Getting to know the Ridgeway
During 2012, with support from the Heritage Lottery Fund, we carried out and commissioned a range of projects to help us get to know this remarkable landscape better, here are just a few of the highlights.
What did we find out about?
Old buildings and archaeology
Historic agricultural building survey - the South Dorset Ridgeway is peppered with old farms and barns, the majority of these have not been properly recorded but are important in helping understand how people farmed and lived in the past. So we commissioned a pilot study to see how local people might get involved with studying them.
Black Down Archaeological Survey - Black Down is the key site for accessing the Ridgeway and a number of the Partnership's projects are focussed there.
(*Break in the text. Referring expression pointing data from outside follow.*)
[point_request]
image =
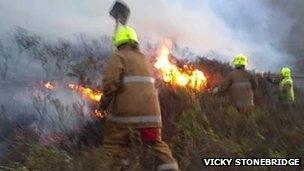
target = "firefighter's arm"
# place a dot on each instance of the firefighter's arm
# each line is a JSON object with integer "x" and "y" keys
{"x": 111, "y": 80}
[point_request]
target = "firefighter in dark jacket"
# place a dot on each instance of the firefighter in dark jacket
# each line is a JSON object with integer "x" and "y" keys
{"x": 240, "y": 84}
{"x": 129, "y": 92}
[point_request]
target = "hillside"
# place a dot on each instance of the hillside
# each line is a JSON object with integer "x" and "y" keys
{"x": 53, "y": 130}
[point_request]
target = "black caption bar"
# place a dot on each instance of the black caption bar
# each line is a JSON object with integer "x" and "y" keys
{"x": 251, "y": 161}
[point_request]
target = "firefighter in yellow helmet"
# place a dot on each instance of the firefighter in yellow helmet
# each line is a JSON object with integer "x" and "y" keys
{"x": 286, "y": 92}
{"x": 130, "y": 95}
{"x": 286, "y": 88}
{"x": 240, "y": 84}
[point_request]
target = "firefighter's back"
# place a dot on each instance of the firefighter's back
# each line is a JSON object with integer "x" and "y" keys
{"x": 242, "y": 85}
{"x": 137, "y": 96}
So understanding what is there is of primary importance prior to work taking place. This report is an excellent read for anyone interested in the history of this landscape as the author takes you through from the Bronze Age to the present day in a very readable and fascinating overview, highlighting the significant features on Black Down which includes a previously unrecorded recorded Bronze Age cross ridge dyke.
A review of community archaeology in South Dorset - when we asked local people what they were interested in a great many said archaeology, old buildings and landscape history. But the Ridgeway is so rich in archaeology it is difficult to know where one should start, the Partnership commissioned this report to help us understand which are the most pertinent questions relating to the archaeology of the Ridgeway. Realising that, as enthusiastic amateurs, we could make a valuable contribution to understanding how people lived in the past...
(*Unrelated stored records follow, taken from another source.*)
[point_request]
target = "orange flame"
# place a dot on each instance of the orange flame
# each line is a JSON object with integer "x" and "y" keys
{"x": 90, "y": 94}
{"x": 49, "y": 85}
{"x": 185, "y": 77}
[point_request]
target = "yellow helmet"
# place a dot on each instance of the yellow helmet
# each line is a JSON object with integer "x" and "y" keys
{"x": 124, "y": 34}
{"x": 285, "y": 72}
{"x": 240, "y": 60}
This report provides an excellent, very readable overview of the important wildlife to be found in the area and provides us with a good start point and reference for exploring the animals and plants of the Ridgeway. The report also gives an idea of how important habitat has changed over time and the degree to which people are currently exploring and recording the wildlife around the area.
One piece of work that has shaped the Partnership's approach to nature conservation is the 'Landscape Permeability Mapping Study'. This study helps us identify where important habitat areas have become so small and broken up that they can no longer support populations of the rare plants and animals associated with them. By targeting habitat restoration and creation on suitable areas 'in the gaps' we can re-connect these blocks of important habitat so that they can again provide a home to rare wildlife (a brief overview can be opened using the link below but much of this data is held as detailed map based information and requires specialist software to analyse and view).
Hedgerows and dry stone walls
The Partnership commissioned studies on the condition of both hedgerow and dry stone walls in the South Dorset Ridgeway area. These small features define fields and are part of the look of the landscape as well as being important historical features and supporting significant wildlife. Training in both hedgelaying and dry stone walling is included in the Partnership's proposed projects.
The area has a good amount of hedgerow which is well cared for, however the study showed a couple of areas that could be easily improved, hedges in the area contain less variety of hedgerow trees and shrubs than the national average, local hedgerow also tends to have a less bushy base. Both of these characteristics could be improved with some straightforward work that would be ideal for volunteer work parties.
One of the most interesting things about dry stone walls in the South Dorset Ridgeway area is that precisely match the underlying limestone, so must have been made from stone gathered very locally indeed, a good illustration of the link between everyday life, our built environment and landscape elements (in this case geology).
As well as improving footpaths and bridleways across the South Dorset Ridgeway we have proposed a major overhaul of an old car park on Black Down, creating new trails leading from it and connecting to the existing trail network. We have planned this route to follow the gentlest gradient possible and we will surface the whole route to a consistent and more user friendly standard.
What else did we find out about?
During 2012 the Partnership undertook and commissioned a lot more work than that listed above, some of this is not readily available in a web based format such as map based information on the condition of footpaths and bridleways or the file size of the report is simply too big, so these have not been published as download content. But here is a quick roundup of some of the other work we did...
- We went out and spoke to people, face to face and using surveys. In all well over 2500 people gave us their views on aspects of the South Dorset Ridgeway's heritage and this knowledge has played a vital role in helping us shape project proposals.
- We carried out detailed consultation with teachers in the area to ensure that we could develop a schools programme that will add real value to schools' learning programmes.
- We carried out detailed condition surveys of footpaths and bridleways, spoke to members of the British Horse Society, Ramblers and cyclists.
- The team at Dorset County Museum developed detailed plans for the new Archaeology Gallery.
- Dorset AONB carried out detailed Landscape Condition Assessment, a superb document for anyone interested in the local landscape (we will try and get it down to a web friendly file size)
- We mapped all of the finger posts, milestones and other locally distinct features in the area and recorded their condition in the hope that we will be able to restore them to good condition for years to come.
- We also carried out a lot of behind the scenes work on how projects could link together to achieve more, on web sites, detailed project and budget planning, understanding how we could develop best practice in providing volunteer opportunities and run the Scheme for the next five years!